Data Vault Architecture
The data vault is typically described as a hybrid of traditional star schema and third-normal-form (3NF) warehouse architectures. The data vault architecture addresses several of shortcomings of 3NF like rigidity and easily breaks with change or hard to add additional data sources. Unlike a star schema design, a data vault architecture normalizes and regularizes data, which makes it suitable for data analytics, modern data warehousing as well as for other applications that require raw or normalized data. One f the key benefits of this approach is real-time loading. The data vault model expects conditions to change, and it’s designed to permit rapid and flexible responses to business change.
Data Vault is a method and architecture for delivering a Data Analytics Service to an enterprise supporting its Business Intelligence, Data Warehousing, Analytics and Data Science requirements. At the core it is a modern, agile way of designing and building efficient, effective Data Warehouses.
Below is a depiction of a typical ETL / ELT pattern for a data vault architecture.
Traditional Star Schema
Data Vault Approach
Data Vault Modelling Concepts
There are three core structures that make up a Data Vault architecture:
A Hub is a core business entity. This can be things like a company codes, customer, product, or a store. Hubs don’t contain any context data or details about the entity. They only contain the defined business key and a few mandated Data Vault fields. A critical attribute of a Hub is that they contain only one row per key.
A Link defines the relationship between business keys from two or more Hubs. Just like the Hub, a Link structure contains no contextual information about the entities. There should also be only one row representing the relationship between two entities. In order to represent a relationship that no longer exists, we would need to create a satellite table off this Link table which would contain an is_deleted flag; this is known as an Effectivity Satellite. In my business, data changes very frequently. How can non-volatile contextual tables work for me?
In Data Vault architecture, a Satellite houses all the contextual details regarding an entity. When there is a change in the data, a new row must be inserted with the changed data. These records are differentiated from one another by utilizing the hash key and one of the Data Vault mandated fields: the load_date.
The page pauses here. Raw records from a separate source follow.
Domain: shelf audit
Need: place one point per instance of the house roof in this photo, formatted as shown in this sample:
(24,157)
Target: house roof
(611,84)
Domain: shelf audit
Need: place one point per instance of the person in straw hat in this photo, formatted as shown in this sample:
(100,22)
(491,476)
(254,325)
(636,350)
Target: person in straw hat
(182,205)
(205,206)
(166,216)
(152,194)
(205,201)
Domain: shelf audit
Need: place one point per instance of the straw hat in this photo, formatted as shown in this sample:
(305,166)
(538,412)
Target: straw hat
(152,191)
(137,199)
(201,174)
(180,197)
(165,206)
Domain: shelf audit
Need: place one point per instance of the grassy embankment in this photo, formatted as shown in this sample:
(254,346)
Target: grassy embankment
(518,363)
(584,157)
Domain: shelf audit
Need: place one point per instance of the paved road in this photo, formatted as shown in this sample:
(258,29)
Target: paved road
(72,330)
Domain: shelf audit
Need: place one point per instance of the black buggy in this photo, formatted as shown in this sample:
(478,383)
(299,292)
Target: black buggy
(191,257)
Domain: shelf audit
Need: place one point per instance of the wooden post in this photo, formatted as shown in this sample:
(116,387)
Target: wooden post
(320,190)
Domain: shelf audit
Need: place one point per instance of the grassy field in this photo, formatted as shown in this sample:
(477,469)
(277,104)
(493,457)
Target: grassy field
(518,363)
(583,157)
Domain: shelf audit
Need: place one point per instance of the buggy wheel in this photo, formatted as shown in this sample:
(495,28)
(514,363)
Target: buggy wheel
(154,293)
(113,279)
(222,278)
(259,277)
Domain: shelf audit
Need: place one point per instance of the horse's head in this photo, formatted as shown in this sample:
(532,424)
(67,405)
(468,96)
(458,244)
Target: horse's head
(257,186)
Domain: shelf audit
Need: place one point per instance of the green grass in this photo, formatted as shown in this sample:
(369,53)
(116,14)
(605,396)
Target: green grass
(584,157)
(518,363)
For a given record, the load_date enables us to determine what the most recent record is.
In this day and age, with the ever-increasing availability and volume of data from many types of sources such as IoT, mobile devices, and weblogs, there is a growing need, and yes, demand, to go from batch load processes to streaming or “real-time” (RT) loading of data. Businesses are changing at an alarming rate and are becoming more competitive all the time. Those that can harness the value of their data faster to drive better business outcomes will be the ones to prevail. The Data Vault methodology allows teams to add new data sources very efficiently and quickly. Instead of reengineering the model and wasting valuable cycles determining the impact of those changes, data from a new source can be ingested into a completely new Satellite table. This speed also enables data engineers to iterate rapidly with business users on the creation of new information marts. Need to integrate completely new business entities to the Data Vault? You can add new Hubs at any time, and you can define new relationships by building new Link tables between Hubs. This process has zero impact on the existing model.